La souffrance du guer (2)


(Réponse à ma lettre par Yossef Muller. Pour lire ma lettre, cliquez ici.)

Bonjour,

Je vous informe que … vous êtes dans le vrai ! Je vous le dis avec le profond de “chez moi.” Votre message est une véritable bouffée d’oxygène.

Quand je pense que ce matin, j’ai réalisé quelque chose que je n’ai jamais faite auparavant : respirer le parfum d’une rose d’un rosier que j’ai récemment acheté. Et après, en arrivant au travail, je reçois votre email. Franchement, j’ai du mal à rester sérieux, vous me faites sourire. Seriez vous vous aussi l’instrument de la Volonté divine ?

Alors vous êtes Breslev … et vous avez, je pense, fondamentalement raison.

“Mr Muller, arrêtez de vous apitoyer” m'a-t-on dit l’autre jour.

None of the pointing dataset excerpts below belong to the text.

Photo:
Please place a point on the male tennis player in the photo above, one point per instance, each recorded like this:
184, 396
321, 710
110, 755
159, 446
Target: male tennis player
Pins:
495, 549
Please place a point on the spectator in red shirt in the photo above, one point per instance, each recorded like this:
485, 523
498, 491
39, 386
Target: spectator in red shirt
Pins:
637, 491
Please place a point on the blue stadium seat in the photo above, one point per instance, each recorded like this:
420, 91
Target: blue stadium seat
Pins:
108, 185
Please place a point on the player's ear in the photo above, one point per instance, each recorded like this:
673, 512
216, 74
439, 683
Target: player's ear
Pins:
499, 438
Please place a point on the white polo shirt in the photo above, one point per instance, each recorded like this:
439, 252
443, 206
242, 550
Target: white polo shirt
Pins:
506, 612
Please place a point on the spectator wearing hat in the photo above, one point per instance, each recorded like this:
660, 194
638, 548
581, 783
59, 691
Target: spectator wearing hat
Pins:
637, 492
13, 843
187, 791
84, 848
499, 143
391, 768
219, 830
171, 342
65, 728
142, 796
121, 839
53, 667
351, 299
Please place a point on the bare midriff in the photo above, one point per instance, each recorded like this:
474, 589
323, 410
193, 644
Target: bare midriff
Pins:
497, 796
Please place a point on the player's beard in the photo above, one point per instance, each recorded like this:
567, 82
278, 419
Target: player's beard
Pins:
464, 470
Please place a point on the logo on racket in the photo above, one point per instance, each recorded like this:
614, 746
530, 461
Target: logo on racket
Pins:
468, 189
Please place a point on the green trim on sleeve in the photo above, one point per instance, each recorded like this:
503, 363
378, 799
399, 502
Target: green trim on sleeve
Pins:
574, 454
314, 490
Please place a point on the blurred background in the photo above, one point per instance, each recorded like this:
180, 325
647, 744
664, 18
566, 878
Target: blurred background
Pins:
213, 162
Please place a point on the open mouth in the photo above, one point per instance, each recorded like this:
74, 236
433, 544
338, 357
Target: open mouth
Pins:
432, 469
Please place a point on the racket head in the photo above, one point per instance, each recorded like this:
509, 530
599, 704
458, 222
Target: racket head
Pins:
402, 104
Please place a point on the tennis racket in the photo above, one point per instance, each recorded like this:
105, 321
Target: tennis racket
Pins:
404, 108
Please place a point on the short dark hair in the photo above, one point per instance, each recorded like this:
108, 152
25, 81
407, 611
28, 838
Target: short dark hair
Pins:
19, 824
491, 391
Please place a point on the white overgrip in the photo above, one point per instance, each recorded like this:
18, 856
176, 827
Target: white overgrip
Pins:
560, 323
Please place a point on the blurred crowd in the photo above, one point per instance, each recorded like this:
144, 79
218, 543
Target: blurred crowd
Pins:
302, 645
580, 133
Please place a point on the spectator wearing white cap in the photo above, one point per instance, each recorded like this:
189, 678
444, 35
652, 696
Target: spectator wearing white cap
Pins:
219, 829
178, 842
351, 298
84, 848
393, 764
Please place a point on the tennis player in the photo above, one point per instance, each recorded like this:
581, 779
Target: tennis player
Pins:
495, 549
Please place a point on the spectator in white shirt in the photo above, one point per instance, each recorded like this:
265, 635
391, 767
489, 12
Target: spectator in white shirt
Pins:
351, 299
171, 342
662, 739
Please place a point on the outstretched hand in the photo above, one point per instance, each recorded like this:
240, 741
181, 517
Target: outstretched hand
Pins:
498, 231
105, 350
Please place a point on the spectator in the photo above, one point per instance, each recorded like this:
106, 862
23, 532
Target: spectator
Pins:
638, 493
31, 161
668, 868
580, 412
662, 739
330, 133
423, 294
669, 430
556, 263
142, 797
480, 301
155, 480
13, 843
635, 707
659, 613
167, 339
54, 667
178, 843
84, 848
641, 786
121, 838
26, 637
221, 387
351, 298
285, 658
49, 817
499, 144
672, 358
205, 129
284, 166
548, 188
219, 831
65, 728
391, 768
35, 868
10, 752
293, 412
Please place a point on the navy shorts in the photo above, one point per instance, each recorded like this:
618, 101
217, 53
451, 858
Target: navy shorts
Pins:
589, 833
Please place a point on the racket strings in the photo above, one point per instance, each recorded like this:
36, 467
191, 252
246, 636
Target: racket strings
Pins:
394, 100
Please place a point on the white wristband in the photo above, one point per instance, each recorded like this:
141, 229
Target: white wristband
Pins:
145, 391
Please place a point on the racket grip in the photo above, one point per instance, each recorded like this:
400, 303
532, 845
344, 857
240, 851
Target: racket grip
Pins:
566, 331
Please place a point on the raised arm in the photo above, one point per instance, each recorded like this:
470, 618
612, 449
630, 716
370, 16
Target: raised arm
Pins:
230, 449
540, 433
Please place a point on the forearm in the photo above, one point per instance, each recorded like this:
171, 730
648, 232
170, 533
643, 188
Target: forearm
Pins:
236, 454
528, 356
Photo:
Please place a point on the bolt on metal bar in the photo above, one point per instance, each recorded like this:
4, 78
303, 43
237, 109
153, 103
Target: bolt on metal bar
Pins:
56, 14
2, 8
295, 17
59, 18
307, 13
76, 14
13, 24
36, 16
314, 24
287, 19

Cela m’a fait un peu de peine de lire cela car en fait, je voulais raconter ma vie, non pas pour me plaindre, mais pour qu’elle serve d’illustration sur une conversion qui ne s’est pas bien déroulé. En effet, j’ai voulu devenir ce que certains voulaient que je sois “très rapidement”, c’est à dire “comme eux”, c’est à dire pas “moi-même.”

C’est en cela que je me suis mal exprimé, car le lecteur ne retient au final que plaintes et gémissements. C’est vrai, la misère des autres, ça va …

Or, mon objectif était d’informer les candidats à la conversion sur le parcours et de les prévenir, non pas tant sur les difficultés, mais sur le danger qu’ils possèderaient en eux-mêmes. C’est comme si, pour rendre service, j’apprenais à conduire à quelqu’un en lui disant “fais ceci”, ou “ne fais pas cela sinon, tu risques de faire un accident.” Et au final, le futur conducteur se dit “c’est trop compliqué de conduire”, ou “ce moniteur est trop mauvais.” Bon, je m’y suis alors mal pris.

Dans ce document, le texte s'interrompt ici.